The above process involves the behavior of template information checking, which should be part of metadata analysis for distributed tasks, so the related interface will be provided by SchemaFetcher, which internally relies on TemplateManager for implementation.

7. Deactivate, Unset and Drop Template

7.1 Function Definition

7.1.1 Deactivete

De-activate the template from the specified path and the time series characterized by the activated template and its data will be cleared.
The input path can be a path pattern to support batch de-activation.

Code Block
deactivate schema template t1 from root.sg.d1

deactivate schema template t1 from root.sg.*

delete timeseries of schema template t1 from root.sg.*

delete timeseries of schema template from root.sg1.*, root.sg2.*

7.1.2 Unset

Unset of templates is only supported for inactive templates. So if you want to unset an active template, you need to perform an deactivete operation on all its active paths.

Code Block
unset schema template t1 from root.sg1.d1

7.1.3 Drop

Template deletion only supports deleting unmounted templates. So if you want to delete a mounted template, you need to unmounted it.

Code Block
drop schema template t1

7.2 Overview

7.1.1 Deactivete

Template de-activation is similar to sequence deletion, an operation that involves both data and metadata deletion, with the following main process

  1. schemaRegion internally blacklists the specified template activation information
  2. Broadcast all dataNodes and clean up the relevant schema cache
  3. DataRegion performs data deletion and competes with data writes in the upper consensus layer for concurrency control and locks
  4. SchemaRegion internally cleans up the blacklist and performs template de-activation

7.1.2 Unset

The main process of unmounting a template is as follows.
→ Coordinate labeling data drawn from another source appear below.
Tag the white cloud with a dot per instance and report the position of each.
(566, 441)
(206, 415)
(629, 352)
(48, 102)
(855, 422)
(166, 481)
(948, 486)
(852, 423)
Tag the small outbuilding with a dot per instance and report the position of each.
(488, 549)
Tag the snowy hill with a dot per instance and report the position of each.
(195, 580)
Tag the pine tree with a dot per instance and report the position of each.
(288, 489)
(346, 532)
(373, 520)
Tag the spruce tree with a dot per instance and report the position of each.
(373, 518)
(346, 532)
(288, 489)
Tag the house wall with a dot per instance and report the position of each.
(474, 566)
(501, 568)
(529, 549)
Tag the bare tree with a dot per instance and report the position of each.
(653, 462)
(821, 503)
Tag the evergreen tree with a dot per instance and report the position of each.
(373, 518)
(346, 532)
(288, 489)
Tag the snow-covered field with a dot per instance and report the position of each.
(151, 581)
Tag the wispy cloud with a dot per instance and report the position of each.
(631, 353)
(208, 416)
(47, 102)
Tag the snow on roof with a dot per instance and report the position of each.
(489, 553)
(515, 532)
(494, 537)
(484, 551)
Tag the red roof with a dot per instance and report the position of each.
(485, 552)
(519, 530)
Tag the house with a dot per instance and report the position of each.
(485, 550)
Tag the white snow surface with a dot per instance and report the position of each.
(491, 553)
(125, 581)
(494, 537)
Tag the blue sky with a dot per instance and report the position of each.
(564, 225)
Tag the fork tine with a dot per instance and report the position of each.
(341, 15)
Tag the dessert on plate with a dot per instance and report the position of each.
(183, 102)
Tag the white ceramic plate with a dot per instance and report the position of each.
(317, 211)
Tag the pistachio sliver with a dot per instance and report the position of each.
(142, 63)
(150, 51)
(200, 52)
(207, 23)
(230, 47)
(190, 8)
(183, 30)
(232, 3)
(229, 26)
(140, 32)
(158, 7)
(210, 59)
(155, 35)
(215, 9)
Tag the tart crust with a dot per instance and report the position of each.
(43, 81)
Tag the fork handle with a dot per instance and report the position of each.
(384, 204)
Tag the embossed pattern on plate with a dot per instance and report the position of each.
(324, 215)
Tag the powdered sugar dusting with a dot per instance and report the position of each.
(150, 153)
  1. configNode internally removes the template's mount information logically and blacklists it
  2.  configNode broadcasts the DataNode, invalidating the corresponding template mount information (blacklisted)
  3. check if the template is active (competing locks on the same dataNode as the template activation operation (checksum + execution))
    1. if true
      1. roll back the blacklisted operation
      2. report an error and disable uninstallation of the activated template
    2. else then proceed with subsequent processes
      1. configNode broadcasts dataNode for cleanup of template mount information
      2. configNode internally deletes the template mount information and cleans up the blacklist

Transfer the verification of the template activation operation's mount information from the directly connected node of the client to the node where the corresponding schemaRegion is located, and perform lock competition with the invalidation operation of the mount information on that node, thus ensuring local consistency: either the verification fails and the activation fails, or the corresponding mount information can be detected in subsequent checks after successful activation

7.1.3 Drop

The main process of template deletion is as follows

  1. configNode internally checks whether the template is mounted or not
  2. configNode internal template logic deletion, blacklisting
  3. configNode broadcasts dataNode to clear the template cache
  4. configNode internal delete template
  5. configNode internally cleans up the blacklist

Template deletion and template mounting are checked and performed inside configNode, so consistency can be controlled inside configNode.